The importance of year-end tax planning: What every business owner should know

Get your numbers in order ahead of time
If you are running your own business, chances are you are doing just that. Running. Running from one meeting to the next, running between suppliers and customers and dealing with your staff. Before you know it you are hurtling at full pace towards another financial year-end.
Yet, if there is ever a time of year to stop and take stock, it is actually a couple of months (ideally!) before you reach your financial year-end. By planning a little in advance you can make sure there is more in the pot for you and your business.

Here are my top tips for year-end planning:

Bring forward expenditure

Expenses incurred before your year-end can reduce your current year’s tax liability instead of next year’s. Bringing forward expenditure by even a few weeks on items such as building repairs, advertising, that marketing campaign that you have been putting off, can accelerate the tax relief by twelve months.

Maximise capital allowances

For expenditure on business assets, including vans, IT equipment and office furniture (but not cars) you may claim a full 100 per cent deduction of up to 500, 000 against your profits. If you are planning on any significant spend in these sorts of areas then again, it is worth bringing this forward where possible before your business? year end. The 500, 000 allowance ends on 31 December 2015 and the rate from 1 January 2016 has yet to be announced so it is worth keeping an eye out for this.

Also remember that hire purchase and lease purchase may provide a useful method of financing the purchase of an asset. Plant and equipment purchased on hire purchase will qualify for capital allowances on the full purchase price, even if the company has paid only the deposit.

Decide to pay bonuses to directors and staff

If you decide to reward your staff (or yourself, of course) with a bonus payment, then in calculating your taxable profits for the year, a provision can be made for the cost of this even though you have until nine months after the year end to actually make the payment.

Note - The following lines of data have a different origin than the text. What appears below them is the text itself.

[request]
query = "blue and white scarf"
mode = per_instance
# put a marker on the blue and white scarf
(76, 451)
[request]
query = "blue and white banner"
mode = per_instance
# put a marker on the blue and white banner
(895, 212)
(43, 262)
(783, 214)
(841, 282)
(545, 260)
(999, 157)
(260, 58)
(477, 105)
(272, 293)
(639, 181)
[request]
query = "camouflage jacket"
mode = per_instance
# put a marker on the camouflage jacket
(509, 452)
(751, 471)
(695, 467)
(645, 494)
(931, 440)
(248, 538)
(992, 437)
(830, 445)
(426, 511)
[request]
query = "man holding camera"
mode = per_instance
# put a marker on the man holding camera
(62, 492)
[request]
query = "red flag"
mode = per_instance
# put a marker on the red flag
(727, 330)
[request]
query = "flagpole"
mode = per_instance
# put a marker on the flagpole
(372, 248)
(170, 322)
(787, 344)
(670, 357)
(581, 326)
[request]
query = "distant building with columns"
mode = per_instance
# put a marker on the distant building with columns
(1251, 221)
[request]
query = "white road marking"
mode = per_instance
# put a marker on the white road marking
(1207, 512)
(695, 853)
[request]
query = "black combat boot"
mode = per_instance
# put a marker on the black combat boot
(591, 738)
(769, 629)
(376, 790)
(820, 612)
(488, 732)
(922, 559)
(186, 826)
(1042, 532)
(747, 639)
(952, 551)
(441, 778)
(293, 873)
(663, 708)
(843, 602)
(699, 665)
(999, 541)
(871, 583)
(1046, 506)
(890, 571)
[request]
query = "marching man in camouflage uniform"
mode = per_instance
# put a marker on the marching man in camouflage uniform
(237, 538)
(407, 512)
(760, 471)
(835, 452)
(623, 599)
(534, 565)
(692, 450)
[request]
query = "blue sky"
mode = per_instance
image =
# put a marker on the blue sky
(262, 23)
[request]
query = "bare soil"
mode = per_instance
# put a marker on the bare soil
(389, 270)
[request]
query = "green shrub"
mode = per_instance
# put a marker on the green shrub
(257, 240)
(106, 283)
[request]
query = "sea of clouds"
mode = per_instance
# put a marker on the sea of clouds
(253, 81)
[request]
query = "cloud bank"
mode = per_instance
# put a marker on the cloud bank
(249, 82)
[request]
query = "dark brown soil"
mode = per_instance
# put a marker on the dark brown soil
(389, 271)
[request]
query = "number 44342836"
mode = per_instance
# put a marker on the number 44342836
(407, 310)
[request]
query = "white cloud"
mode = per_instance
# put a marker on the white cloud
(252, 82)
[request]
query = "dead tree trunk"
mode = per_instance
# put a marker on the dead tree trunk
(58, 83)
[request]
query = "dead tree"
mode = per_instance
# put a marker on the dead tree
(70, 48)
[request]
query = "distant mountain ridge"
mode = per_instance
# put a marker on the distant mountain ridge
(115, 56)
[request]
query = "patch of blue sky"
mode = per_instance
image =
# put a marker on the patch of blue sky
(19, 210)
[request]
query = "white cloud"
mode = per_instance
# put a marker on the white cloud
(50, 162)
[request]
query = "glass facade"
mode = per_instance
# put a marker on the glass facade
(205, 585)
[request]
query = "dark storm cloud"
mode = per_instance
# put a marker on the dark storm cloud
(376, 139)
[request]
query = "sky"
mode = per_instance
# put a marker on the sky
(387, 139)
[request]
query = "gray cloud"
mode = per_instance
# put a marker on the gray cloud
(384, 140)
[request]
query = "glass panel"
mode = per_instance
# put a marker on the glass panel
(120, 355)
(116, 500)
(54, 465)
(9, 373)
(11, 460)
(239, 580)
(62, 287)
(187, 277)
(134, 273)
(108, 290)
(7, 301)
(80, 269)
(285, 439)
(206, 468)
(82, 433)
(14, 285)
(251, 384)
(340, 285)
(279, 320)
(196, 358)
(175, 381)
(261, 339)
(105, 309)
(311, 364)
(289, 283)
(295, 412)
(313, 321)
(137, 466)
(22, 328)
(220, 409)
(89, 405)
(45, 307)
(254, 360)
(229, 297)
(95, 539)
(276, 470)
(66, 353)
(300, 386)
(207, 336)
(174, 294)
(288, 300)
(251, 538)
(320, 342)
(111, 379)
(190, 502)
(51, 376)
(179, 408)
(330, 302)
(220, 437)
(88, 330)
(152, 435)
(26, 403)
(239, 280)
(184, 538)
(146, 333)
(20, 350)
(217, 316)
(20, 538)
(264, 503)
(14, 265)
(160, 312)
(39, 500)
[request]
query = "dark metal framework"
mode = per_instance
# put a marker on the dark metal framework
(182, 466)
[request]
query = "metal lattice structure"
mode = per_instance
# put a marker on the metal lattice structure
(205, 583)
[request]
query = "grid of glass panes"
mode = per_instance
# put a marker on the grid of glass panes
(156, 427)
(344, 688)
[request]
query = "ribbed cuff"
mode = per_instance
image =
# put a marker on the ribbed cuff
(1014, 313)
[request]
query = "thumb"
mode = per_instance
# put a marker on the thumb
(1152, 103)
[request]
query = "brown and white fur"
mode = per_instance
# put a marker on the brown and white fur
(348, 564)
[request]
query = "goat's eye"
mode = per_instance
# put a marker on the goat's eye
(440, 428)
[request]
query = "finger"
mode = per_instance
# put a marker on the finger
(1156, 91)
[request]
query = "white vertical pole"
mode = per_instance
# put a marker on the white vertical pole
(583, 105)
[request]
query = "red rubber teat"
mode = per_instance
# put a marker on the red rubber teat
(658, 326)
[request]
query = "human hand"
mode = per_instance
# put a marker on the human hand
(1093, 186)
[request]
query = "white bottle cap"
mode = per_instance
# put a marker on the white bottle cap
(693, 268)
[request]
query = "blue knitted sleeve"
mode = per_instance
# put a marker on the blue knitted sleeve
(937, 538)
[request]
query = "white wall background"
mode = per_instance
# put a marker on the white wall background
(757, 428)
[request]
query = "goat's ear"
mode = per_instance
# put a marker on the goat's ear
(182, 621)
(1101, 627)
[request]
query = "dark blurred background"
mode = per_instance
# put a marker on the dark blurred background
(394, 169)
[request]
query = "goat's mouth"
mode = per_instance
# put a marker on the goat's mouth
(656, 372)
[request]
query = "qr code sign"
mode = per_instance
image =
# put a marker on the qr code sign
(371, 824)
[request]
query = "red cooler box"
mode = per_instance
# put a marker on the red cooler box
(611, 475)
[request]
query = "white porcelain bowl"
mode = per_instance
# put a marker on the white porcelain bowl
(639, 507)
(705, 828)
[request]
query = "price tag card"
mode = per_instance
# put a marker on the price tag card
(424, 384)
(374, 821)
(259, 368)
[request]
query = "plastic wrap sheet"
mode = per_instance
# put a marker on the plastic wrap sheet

Make pension contributions

Pension contributions are one of the most significant tax planning opportunities available and by making contributions into either a director or employee’s pension scheme before your business? year end, you can reduce the taxable profits of the business. At the same time, pension contributions also offer substantial income tax and National Insurance savings and are an alternative option to rewarding your staff rather than the tradition bonus mechanism.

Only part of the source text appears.